I 40 anni del Punk sono stati celebrati anche a Treviso con uno dei protagonisti della prima ondata, John Holmstrom, il grafico e scrittore americano che fondò la rivista Punk Magazine che nel 1976 contribuì a indentificare la nuova onda rock che fermentava in Usa e in Gran Bretagna con il termine che per gli inglesi indica “roba da poco e molto sgradevole”.
A Fabrica, il laboratorio creativo di Benetton a Ponzano Veneto, Holmstrom è intervenuto mercoledì sera su invito di Treviso Books Festival per promuovere la raccolta 1976-2004 del “Best of Punk Magazine”, ristampa dei numeri migliori della rivista, e parlare di punk, quello americano prima di tutto, che aveva la sua fucina al Max’s, in Texas, e al CBGB’s, a New York, “in effetti gli unici posti dove si poteva ascoltare quella musica”.

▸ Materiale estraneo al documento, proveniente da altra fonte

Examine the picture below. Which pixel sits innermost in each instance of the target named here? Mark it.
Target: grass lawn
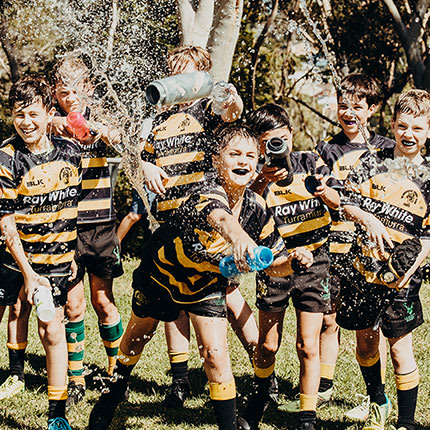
(150, 378)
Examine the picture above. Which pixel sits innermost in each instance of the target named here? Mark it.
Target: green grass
(151, 377)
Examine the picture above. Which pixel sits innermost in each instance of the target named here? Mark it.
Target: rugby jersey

Sollecitato da Ruggero Brunello, traduttore e musicista, e da Mario Bonaldi, di Rolling Stone Italia, Holmstrom ha raccontato il fermento punk condendolo con aneddoti, ricordi e impressioni. “Pensavamo fosse qualcosa che poteva durare qualche mese, non che potessimo ancora star qui a parlarne oggi”.
Il punk rock esplose a metà degli anni ’70, ribellandosi all’istituzionalizzazione del rock “mainstream” che stava diventando sempre più complesso, edulcorato e meno ribelle. Le matrici erano nella musica grezza e creativa di Lou Reed, di The Who, “Ma per me anche Elvis Presley era punk! Credo che lui, Little Richard, Jerry Lee Lewis avessero quell’energia che volevamo ricreare!”, dice Holmstrom.

Londra, con Sex Pistols, Clash, fu l’altra fucina punk, quella legata anche alla moda a un’espressione visiva e fisica del mondo giovanile fuori dalle regole e antisistema. “In America – spiega Holmstrom – abbiamo tirato giù il progetto, gli inglesi hanno costruito il palazzo. Il punk inglese aveva una formula mentre noi in America sperimentavamo. I Ramones sembravano essere personaggi usciti dai fumetti. Per questo fui attratto da loro. Fuori imperava il glam e quando andavo a uno spettacolo mi sembrava di essere l’unico vestito come un essere umano. I Ramones invece parlavano delle mie cose, della mia età, con il mio linguaggio. Anche se non ho mai capito se fossero intellettuali che si atteggiavano a coatti o fossero davvero coatti”.

Convinto che “non si può essere musicista e critico allo stesso tempo. Ci deve essere un confine” e che “Facebook ha fatto una specie di lavaggio del cervello collettivo”, Holmstrom ha disegnato dagli anni ’70 diverse copertine di album per i Ramones, come per Blondie, Dead Boys e altre band rock, come Dandy Warhols, Rolling Stones, Murphy’s Law. Si è occupato della grafica di poster, libri e T-shirts, tanto da entrare nella Rock’n’roll hall of fame di Cleveland e vedere i suoi lavori esposti permanentemente al Museum of Modern Arts.
A Treviso fino a domenica 25 settembre espone al Comic Book Festival una propria mostra di illustrazioni originali e inediti.